Personal website:
https://faculty.crest.fr/lgirard
Contact:
References:
- Pr. Xavier D’Haultfoeuille – CREST, Groupe ENSAE-ENSAI, Institut Polytechnique de Paris
- Pr. Elia Lapenta – CREST, Groupe ENSAE-ENSAI, Institut Polytechnique de Paris
- Pr. Frédéric Loss – Cergy Paris University, THEMA
- Pr. Guillaume Lecué – ESSEC Business School
Research fields:
Primary fields: Econometric Theory (non-asymptotic inference, causal inference, non parametric estimation)
Secondary fields: Applied Microeconometrics (segregation indices)
Presentation:
Between 2017 and 2021, I completed my PhD in econometrics at CREST under the supervision of Xavier D’Haultfoeuille.
I worked as a Teaching Fellow (2020-2022) and a Teaching Coordinator in Mathematics (2022-2024) at ENSAE Paris.
I have been working as a postdoctoral researcher at CREST since September 2024 under the supervision of Elia Lapenta.
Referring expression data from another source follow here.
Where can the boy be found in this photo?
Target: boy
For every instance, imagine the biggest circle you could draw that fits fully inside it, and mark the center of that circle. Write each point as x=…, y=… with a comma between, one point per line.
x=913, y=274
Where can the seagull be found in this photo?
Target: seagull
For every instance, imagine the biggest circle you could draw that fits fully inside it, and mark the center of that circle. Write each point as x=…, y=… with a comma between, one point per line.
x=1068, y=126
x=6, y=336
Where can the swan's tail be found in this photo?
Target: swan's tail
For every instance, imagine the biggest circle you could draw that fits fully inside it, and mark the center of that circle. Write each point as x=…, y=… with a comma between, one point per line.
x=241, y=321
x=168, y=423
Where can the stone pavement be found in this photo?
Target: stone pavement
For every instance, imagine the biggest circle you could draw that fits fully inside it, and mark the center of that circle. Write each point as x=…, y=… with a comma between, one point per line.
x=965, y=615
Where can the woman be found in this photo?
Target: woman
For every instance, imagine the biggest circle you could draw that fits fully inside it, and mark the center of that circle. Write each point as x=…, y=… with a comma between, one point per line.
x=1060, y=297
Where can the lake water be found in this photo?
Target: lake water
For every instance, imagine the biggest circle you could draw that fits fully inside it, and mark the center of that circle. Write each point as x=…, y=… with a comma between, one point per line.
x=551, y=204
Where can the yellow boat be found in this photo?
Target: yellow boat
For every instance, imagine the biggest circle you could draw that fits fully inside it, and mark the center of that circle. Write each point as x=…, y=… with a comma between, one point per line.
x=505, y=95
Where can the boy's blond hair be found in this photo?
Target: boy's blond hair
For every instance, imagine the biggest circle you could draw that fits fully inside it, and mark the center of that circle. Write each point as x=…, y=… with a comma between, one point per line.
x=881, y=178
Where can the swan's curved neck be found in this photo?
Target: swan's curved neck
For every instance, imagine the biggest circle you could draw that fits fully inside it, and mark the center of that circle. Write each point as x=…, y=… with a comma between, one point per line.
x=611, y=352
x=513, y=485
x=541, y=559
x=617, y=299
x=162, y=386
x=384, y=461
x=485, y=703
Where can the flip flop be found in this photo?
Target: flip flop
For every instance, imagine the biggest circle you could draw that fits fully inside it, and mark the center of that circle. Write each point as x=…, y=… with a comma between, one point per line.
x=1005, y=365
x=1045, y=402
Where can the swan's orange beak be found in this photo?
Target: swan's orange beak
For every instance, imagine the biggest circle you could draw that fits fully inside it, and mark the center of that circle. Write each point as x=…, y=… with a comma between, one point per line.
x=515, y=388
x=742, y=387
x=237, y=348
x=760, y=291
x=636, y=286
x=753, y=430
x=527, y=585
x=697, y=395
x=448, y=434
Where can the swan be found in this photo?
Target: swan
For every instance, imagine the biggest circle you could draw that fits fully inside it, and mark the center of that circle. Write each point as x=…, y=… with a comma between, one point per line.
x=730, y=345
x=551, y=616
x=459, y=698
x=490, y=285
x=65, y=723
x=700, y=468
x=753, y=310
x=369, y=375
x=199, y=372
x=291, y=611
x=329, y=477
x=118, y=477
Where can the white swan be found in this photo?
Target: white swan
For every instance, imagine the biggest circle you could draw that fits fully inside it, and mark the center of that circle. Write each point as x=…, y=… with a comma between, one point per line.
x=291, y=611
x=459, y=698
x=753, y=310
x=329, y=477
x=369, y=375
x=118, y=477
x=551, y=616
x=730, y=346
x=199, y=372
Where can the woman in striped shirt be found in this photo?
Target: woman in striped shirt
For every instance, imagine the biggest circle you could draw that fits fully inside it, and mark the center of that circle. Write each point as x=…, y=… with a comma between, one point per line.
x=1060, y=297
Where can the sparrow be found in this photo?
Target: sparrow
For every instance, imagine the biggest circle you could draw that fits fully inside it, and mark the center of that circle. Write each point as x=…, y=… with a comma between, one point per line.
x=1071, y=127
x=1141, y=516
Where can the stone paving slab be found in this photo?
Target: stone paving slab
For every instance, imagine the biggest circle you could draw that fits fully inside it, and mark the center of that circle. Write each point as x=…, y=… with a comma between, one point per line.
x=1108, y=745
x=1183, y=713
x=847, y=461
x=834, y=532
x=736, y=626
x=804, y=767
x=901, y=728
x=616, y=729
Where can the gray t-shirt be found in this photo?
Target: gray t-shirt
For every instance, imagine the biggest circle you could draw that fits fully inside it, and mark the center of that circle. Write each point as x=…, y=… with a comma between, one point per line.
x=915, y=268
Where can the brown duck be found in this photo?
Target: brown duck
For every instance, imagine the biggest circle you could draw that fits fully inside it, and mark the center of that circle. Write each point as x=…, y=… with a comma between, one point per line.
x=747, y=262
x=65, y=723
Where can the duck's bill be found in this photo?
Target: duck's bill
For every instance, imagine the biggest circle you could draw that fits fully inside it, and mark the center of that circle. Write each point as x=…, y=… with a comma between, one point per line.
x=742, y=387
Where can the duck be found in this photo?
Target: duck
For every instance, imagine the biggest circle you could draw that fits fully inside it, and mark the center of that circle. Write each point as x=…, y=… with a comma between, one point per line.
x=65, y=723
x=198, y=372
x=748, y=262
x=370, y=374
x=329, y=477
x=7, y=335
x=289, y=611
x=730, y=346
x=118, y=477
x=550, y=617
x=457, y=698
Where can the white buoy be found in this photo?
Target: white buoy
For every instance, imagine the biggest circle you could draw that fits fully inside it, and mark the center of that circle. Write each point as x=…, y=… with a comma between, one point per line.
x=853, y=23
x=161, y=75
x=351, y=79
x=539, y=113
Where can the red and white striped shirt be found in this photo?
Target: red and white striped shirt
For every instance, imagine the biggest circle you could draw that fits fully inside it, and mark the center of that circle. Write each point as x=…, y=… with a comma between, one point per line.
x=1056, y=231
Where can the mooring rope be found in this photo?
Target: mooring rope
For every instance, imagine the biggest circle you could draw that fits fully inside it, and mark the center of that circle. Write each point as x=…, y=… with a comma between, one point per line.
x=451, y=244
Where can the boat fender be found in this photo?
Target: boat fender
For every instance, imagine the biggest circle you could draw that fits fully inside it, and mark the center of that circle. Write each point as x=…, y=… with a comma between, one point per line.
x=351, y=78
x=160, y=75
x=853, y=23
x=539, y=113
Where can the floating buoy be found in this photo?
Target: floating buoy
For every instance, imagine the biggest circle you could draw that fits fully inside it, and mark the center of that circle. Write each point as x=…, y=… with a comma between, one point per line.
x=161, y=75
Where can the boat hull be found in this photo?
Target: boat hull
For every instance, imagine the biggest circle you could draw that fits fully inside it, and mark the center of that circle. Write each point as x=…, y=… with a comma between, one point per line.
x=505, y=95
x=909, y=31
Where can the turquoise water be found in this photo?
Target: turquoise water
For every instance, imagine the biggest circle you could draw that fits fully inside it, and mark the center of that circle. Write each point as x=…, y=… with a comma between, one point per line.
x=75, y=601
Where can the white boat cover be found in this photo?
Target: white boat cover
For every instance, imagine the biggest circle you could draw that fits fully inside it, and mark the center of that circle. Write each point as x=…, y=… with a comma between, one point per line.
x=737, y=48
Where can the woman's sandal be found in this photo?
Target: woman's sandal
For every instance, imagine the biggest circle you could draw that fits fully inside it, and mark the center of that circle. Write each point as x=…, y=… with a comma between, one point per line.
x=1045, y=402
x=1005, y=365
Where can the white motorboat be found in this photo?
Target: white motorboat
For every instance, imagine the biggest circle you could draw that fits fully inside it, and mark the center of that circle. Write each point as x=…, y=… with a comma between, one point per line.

I am interested in econometric theory and its application, with three main themes of research as of now:
- 1. Reliable (robust to the “small-unit bias”) measures of polarization/segregation
- 2. Nonasymptotically valid (coverage at least the nominal level for finite sample sizes) confidence intervals in linear regressions and in more general settings
- Reproducing Kernel Hilbert Spaces (RKHS) estimation tools in Nonparametric Instrumental Variables (NPIV) regressions
Job Market Paper:
Can we have it all? Non-asymptotically valid and asymptotically exact confidence intervals for expectations and linear regressions
Abstract: We contribute to bridging the gap between large- and finite-sample inference by studying confidence sets (CSs) that are both non-asymptotically valid and asymptotically exact uniformly (NAVAE) over semi-parametric statistical models. NAVAE CSs are not easily obtained; for instance, we show they do not exist over the set of Bernoulli distributions. We first derive a generic sufficient condition: NAVAE CSs are available as soon as uniform asymptotically exact CSs are. Second, building on that connection, we construct closed-form NAVAE confidence intervals (CIs) in two standard settings – scalar expectations and linear combinations of OLS coefficients – under moment conditions only. For expectations, our sole requirement is a bounded kurtosis. In the OLS case, our moment constraints accommodate heteroskedasticity and weak exogeneity of the regressors. Under those conditions, we enlarge the Central Limit Theorem-based CIs, which are asymptotically exact, to ensure non-asymptotic guarantees. Those modifications vanish asymptotically so that our CIs coincide with the classical ones in the limit. We illustrate the potential and limitations of our approach through a simulation study.